世界銀行勤務から宇宙飛行士へ
2023年2月28日 CATEGORY - 代表ブログ
皆さん、こんにちは。
本日(2023年2月28日)の読売新聞に「世界銀行勤務から宇宙飛行士へ」という次のような記事を見つけました。
「宇宙航空研究開発機構(JAXA)による新たな宇宙飛行士選抜試験の結果、世界銀行上級防災専門官の諏訪理(46)=東京都生まれ=と、日本赤十字社医療センター外科医の米田あゆさん(28)=同=の男女2人が飛行士候補者として内定した。2人は今後、米主導の有人月探査『アルテミス計画』で月面に降り立つ可能性がある。永岡文部科学相が28日、閣議後記者会見で明らかにした。」
私は中学からは数学が苦手なため完全なる文系人間になってしまいましたが、小学生までは昆虫から宇宙まで自然科学全般に興味を持つ理系オタク少年でした。
以前にもTBSの秋山豊寛さんが日本人初の宇宙飛行士として宇宙へ飛び立った当時の感動と興奮についてはこのブログでも書きました。
この記事のタイトルを読んで、一瞬、「文系人間」しかも「44歳」である私ももしかしたら夢をあきらめなくてもよかったのか?なんて後悔の念も頭をよぎりました。(笑)
そんな思いも手伝って、この二人のうちの諏訪理さんその人への興味がすぐに膨らみ、調べたところ次のような諏訪理氏の「インタビュー記事」を見つけましたのでご確認ください。
まずは、この記事の中で明らかにされているプロフィールを読んですぐに私のそんな後悔の念などまったく無用だったことに気づきました。
「茨城県出身。東京大学理学部卒業後、デューク大学大学院環境学修士課程を経て、プリンストン大学大学院地球科学博士課程修了。Ph.D(気候科学)取得。青年海外協力隊員として、ルワンダの首都キガリにあるLycee de KigaliやKigali Institute of Science and Technology(現The University of Rwanda)理学部でも教鞭をとった。その後、国連JPO派遣制度を利用して応募した世界気象機関 (WMO)を経て、2014年に世界銀行に入行。防災グローバルファシリティにて主に気象・気候・水文サービスの向上を通して防災、レジリエンス強化や気候変動対策に取り組んでいる。」
「銀行勤務」とは言えど、バリバリの理系研究畑出身者です。それはそうですよね。冗談半分とはいえ、一瞬でもそんな思いが頭をよぎった自身の短絡さに恥ずかしくなってしまいました。

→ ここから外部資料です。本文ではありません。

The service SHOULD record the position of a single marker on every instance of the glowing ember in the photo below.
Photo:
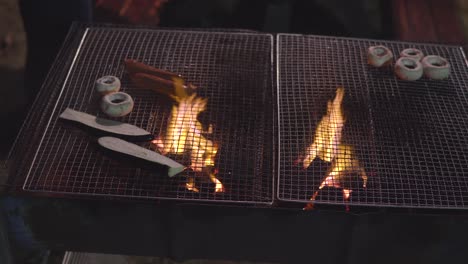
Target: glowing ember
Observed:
(328, 132)
(328, 147)
(186, 134)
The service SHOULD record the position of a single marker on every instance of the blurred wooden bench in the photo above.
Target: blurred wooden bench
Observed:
(427, 21)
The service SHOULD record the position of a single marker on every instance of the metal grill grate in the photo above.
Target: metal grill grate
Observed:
(410, 137)
(231, 70)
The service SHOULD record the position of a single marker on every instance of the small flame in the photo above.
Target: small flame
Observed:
(328, 133)
(328, 147)
(186, 134)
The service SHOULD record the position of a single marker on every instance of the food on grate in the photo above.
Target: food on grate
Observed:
(412, 53)
(328, 133)
(379, 56)
(408, 69)
(344, 166)
(436, 67)
(117, 104)
(124, 147)
(109, 126)
(107, 84)
(147, 77)
(184, 133)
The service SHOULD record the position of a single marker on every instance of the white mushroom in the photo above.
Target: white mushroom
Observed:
(107, 84)
(436, 67)
(412, 53)
(408, 69)
(117, 104)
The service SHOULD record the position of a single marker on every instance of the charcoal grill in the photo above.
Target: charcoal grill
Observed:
(232, 70)
(410, 137)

そこで実際の宇宙飛行士の募集要項はどんな感じなのか気になって調べましたらこのような記事を見つけました。
「応募条件は以下の二つ。
① 専門性について、3年以上の実務経験、つまり社会で仕事をした経験があること。
② そして医学的特性を有することで身長が149.5~190.5㎝、矯正視力が1.0以上あることなどで年齢や性別も問わない。
これまでは例えば前回13年前はまず学歴の条件があり、理系の4年制大学を卒業していなければならないのに加えて3年以上の実務経験も理系に限られていたが、今回は学歴不問、高卒や中卒もOK。そして実務経験も理系である必要はなくなり、文系もOK。またこの実務経験の内容も問わないということで、派遣社員、自営業などいずれもOK。
これほど条件を緩和した宇宙飛行士の募集は世界でも初めてとのことだが、実際には選考過程で英語や大学の教養課程レベルの一般教養に加えて、国家公務員試験レベルの理科系分野の試験を受けなければならず、理系の大卒程度の基礎知識が必要なのは変わらない。」
それはそうですよね。
「門戸を広げて最終選考で締める」というアメリカの大学の選考方法のような感じで、かえって理系の分野での競争は激しくなったと考えるべきでしょう。
そのような厳しい選考を経て宇宙飛行士に選ばれた諏訪さんですが、このインタビュー(このインタビュー記事は彼がこの募集に応募するずっと前のもの)の中で「宇宙」の話は全くでてこないのがとても意外でした。それでも次のような彼の回答に最終的にこのようなキャリアにつながる「ヒント」のようなものを感じました。
「グローバルで俯瞰的に物事を見て、こういう地域でこういう課題がある、と把握できることがこの仕事の醍醐味ですね。世銀の中外を問わず、専門分野のエキスパートと一緒に仕事ができることにもやりがいを感じています。ただ、世銀のプロジェクトは5年ということが多く、その中で目に見える成果を出すのにはいつも苦労しています。この分野では残念ながら、短期間で目に見える成果を見せるのは難しい部分もあるんです。80才になったときに、最新の科学的知見と技術で新たに作られた『地球大紀行』を見るのが夢ですね。」
その夢の実現に今回のキャリアパスは確実に貢献するものと私も確信しています。